Monday, 6 September 2010



Before I continue to relate the alternate adventures of Cap’n Mac, which will have a happy ending, my thanks to Carol and George of Rock’n’Roll and to Sue & Vic of Retirement No Problem for their good wishes through ‘Comments’. Also to Clive Davies aka Swampy, who I met on the Aston Canal in 2008, on my first and last attempt to fish. Congratulation on your purchase of Widget and good fortune in restoring her over the next few months and I look forward to catching sight of you and Wychcraft next year.

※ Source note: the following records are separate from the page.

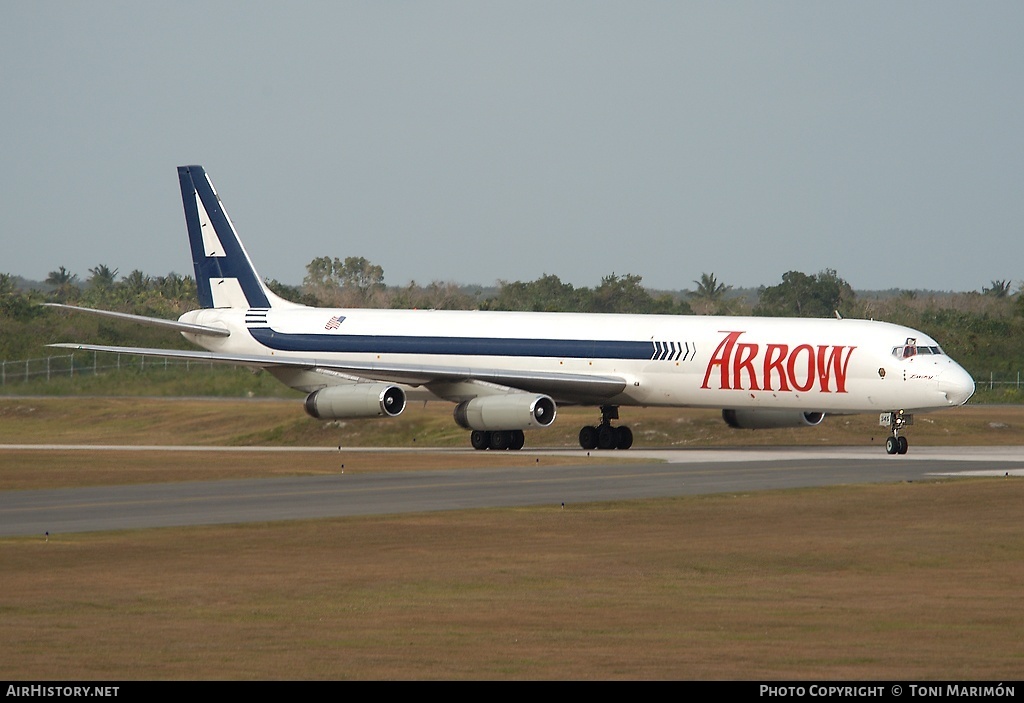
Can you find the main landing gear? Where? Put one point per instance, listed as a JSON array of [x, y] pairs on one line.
[[497, 439], [604, 436], [896, 421]]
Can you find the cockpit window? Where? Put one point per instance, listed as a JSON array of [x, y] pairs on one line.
[[908, 350]]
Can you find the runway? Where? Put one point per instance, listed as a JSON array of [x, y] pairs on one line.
[[669, 473]]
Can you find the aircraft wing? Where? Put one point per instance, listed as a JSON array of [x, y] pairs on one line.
[[565, 387]]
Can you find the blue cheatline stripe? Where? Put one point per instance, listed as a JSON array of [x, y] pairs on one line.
[[463, 346]]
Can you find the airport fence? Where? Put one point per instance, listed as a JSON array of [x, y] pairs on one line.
[[71, 365]]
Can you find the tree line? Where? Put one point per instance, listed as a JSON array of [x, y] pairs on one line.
[[982, 330]]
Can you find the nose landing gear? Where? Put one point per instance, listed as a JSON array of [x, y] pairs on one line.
[[896, 421]]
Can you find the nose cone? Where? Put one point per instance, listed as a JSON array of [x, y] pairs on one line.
[[956, 384]]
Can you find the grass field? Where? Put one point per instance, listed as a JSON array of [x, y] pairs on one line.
[[905, 581]]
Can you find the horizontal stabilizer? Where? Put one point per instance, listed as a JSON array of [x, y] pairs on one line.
[[571, 387], [152, 321]]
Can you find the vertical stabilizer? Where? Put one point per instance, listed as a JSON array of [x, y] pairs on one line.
[[224, 275]]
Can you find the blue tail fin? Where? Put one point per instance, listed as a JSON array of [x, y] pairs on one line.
[[224, 275]]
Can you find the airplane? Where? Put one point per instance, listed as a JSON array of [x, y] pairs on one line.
[[508, 372]]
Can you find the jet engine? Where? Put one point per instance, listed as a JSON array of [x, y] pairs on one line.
[[512, 411], [764, 420], [355, 400]]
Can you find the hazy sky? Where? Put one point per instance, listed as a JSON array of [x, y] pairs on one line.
[[477, 141]]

The days roll on, the regular appearance of nurse with the blood pressure machine and then the drugs trolley become high points of the day and an opportunity for a little cheeky banter. All conversation stops when food arrives and it is surprisingly good, best described as school dinners on a really good day.

The most important thing to happen in this period was on Friday when I was visited by Mr Choudary, Hulls Heart Head Honcho at Castle Hill Hospital. I was expecting his visit in the afternoon and Jacquie had prepared a list of questions to ask and intended to be there, however he arrived mid morning and without wasting time explained that it would have to be a Coronary Artery Bypass Graft, usually referred to as Cabbage. In my case four bypasses were required, but it might not be possible to carry them all out, in the meantime it was thought best to keep me in hospital until I would be transferred to Castle Hill Hospital in Hull.

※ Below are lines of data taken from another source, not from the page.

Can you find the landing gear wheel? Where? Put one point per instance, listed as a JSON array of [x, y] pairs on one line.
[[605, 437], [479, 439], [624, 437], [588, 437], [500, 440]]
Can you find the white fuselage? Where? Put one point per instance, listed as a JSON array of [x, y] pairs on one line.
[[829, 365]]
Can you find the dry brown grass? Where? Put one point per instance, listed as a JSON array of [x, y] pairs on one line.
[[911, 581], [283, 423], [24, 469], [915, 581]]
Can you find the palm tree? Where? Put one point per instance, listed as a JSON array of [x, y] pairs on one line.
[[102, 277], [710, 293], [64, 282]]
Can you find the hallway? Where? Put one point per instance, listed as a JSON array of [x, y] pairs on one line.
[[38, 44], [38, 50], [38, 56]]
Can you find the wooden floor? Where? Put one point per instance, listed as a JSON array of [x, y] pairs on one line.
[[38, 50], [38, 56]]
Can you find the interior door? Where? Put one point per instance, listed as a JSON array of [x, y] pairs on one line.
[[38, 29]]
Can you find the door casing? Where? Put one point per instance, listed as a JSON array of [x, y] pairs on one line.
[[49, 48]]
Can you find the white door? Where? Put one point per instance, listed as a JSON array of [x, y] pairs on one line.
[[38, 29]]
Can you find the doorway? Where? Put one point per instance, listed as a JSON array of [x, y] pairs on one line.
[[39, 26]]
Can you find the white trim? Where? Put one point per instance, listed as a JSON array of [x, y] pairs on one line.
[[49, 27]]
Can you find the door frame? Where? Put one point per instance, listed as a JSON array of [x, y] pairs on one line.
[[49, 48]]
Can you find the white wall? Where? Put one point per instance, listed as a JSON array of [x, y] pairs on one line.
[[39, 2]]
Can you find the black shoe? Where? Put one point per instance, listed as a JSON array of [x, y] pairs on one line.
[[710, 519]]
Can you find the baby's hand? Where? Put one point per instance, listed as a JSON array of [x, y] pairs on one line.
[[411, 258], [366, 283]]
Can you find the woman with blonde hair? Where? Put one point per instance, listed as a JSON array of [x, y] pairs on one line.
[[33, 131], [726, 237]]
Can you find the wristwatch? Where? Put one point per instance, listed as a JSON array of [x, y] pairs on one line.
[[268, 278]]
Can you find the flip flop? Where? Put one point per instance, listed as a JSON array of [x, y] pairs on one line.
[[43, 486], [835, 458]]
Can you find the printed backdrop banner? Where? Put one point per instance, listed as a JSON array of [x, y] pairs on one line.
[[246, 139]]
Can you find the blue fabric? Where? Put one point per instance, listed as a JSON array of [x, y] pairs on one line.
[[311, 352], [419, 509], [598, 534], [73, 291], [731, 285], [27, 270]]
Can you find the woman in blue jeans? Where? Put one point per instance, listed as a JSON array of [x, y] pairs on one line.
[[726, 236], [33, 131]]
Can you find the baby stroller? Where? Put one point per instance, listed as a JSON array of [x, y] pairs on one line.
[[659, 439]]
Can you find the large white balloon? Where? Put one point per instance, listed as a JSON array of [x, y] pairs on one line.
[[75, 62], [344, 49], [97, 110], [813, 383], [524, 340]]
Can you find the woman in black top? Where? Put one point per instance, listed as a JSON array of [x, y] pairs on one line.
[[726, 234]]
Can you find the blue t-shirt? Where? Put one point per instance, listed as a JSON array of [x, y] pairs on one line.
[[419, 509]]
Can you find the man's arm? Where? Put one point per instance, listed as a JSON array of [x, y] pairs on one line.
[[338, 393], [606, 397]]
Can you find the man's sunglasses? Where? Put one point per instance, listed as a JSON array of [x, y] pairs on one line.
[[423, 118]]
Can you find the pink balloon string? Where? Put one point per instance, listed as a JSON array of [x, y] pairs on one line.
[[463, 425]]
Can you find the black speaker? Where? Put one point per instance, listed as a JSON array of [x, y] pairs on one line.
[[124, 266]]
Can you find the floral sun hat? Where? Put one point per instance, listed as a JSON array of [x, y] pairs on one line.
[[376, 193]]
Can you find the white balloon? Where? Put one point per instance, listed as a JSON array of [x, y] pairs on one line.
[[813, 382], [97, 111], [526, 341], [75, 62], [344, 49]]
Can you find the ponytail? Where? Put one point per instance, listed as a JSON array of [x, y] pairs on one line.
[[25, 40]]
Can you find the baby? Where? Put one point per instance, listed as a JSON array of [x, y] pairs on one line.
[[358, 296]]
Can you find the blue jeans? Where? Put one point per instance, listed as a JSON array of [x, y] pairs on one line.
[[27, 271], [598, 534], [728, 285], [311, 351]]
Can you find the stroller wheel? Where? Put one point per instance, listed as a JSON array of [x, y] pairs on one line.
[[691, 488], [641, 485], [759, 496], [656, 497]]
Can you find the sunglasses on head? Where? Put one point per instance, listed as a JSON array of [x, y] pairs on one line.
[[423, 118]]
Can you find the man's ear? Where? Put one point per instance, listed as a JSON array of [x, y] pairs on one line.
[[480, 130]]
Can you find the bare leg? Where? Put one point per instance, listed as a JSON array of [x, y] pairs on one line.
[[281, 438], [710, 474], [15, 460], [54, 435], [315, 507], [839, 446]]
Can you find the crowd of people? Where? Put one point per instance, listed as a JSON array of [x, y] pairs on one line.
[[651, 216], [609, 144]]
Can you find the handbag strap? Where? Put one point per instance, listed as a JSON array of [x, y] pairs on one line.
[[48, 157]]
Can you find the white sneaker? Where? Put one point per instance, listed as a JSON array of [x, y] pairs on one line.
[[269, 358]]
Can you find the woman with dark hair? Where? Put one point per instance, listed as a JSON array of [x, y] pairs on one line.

Whilst Jacquie was visiting that afternoon Sister came around with the news that I was booked in for surgery on the 27th of August and would be transferred to Hull on the 25th, now we can start planning.

There were four other patients in my bay and every now and then somebody got to go home. Tom from Selby left to be replaced by the larger than life George, 83 and forever breaking into song. Peter, considerable younger than me, had been in for over five weeks. He was on a six week course of IV antibiotic drip every four hours night and day. If at the end of this treatment his MRSA infection had cleared up he would be transferred to Leeds to replace a failing a ten year old pig valve with a metal one. Fortunately Pete's zany sense of humour matched mine and we became the cheeky chappies/grumpy old men of Ward 32.

Jacquie’s isolation was broken towards the end of the week by the arrival of her son Ashley and at the weekend, Justine, Ashley's girlfriend also arrived. The weather was good and they managed to enjoy a visit to Castle Howard before brightening my day. Jacquie also brought the camera into the ward and took a picture of me trying to get the blog up to the point when we got SKYY back to Selby

Bob arrived on the ward and instantly we became the Three Amigos, but shortly afterwards Pete was transferred to Leeds for his Op. However by now Bob and I had discovered that we had so much in common, our interests, life’s tragedies and our attitude to life and mostly an aversion to bed pans, that we became our own support group, plus Jacquie and Bob's partner, Christine, hit it off so well that we know our friendship will last long after recovery.